Brazilian central bank policymakers agree that it would be suitable to end the bank's rate-cutting cycle if the country's economic outlook continues to evolve in line with their expectations, but they believe further monetary easing may be warranted in March if inflation continues to underwhelm, according to the minutes of the bank's most recent Feb. 7 policy meeting.
At that meeting, Banco Central do Brasil's monetary policy committee unanimously voted to lower the benchmark Selic rate by 25 basis points to a record low 6.75%.
However, policymakers were divided over how strongly the bank should indicate a potential end to its rate-cutting cycle, the minutes showed.
"Some members expressed a preference for a high level of flexibility, favoring more symmetric communication about the next step, while others proposed to signal more strongly the possible interruption of the monetary easing cycle and to maintain freedom of action, but to a lesser extent," the bank said.
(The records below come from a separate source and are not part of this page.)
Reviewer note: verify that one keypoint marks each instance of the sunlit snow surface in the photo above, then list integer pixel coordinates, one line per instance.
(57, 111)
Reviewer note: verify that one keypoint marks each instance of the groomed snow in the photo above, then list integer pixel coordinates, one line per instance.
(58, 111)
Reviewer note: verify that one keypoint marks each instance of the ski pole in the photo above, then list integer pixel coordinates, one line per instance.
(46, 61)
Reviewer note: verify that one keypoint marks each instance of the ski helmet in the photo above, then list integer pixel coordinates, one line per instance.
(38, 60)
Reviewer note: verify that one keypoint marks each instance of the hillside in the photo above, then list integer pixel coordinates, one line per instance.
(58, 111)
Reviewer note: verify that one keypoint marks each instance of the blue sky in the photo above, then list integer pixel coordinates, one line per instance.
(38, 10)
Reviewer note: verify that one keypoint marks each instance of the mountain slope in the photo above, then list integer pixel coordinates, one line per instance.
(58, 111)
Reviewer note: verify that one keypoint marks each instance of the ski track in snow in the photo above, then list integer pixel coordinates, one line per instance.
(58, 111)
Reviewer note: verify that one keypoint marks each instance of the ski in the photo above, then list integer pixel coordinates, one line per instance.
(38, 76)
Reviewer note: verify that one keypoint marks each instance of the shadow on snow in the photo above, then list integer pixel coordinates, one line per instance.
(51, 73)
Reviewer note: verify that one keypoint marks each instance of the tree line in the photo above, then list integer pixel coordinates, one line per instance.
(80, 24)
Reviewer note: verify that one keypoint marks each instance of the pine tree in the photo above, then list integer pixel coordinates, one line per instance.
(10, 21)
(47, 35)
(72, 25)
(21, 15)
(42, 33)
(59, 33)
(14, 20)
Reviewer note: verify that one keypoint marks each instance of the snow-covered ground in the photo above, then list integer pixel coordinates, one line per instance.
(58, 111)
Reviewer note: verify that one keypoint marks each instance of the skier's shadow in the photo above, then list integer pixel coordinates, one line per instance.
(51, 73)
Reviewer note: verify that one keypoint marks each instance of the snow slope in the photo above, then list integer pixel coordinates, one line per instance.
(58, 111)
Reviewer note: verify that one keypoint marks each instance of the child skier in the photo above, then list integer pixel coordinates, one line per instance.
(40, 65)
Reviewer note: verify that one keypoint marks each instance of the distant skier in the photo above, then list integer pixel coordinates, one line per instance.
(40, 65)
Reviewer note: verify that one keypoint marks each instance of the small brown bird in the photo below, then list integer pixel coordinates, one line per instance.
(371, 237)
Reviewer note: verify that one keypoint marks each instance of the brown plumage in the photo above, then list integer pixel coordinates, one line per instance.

It noted that the most recent economic activity indicators point toward a "consistent recovery of the Brazilian economy," while the global economic outlook has also been generally favorable "despite recent volatility of financial conditions in advanced economies."
Inflation expectations for Brazil in 2018 are at around 3.9%, while expectations for 2019 and 2020 remain around 4.25% and 4.0%, respectively, according to the central bank's Focus survey.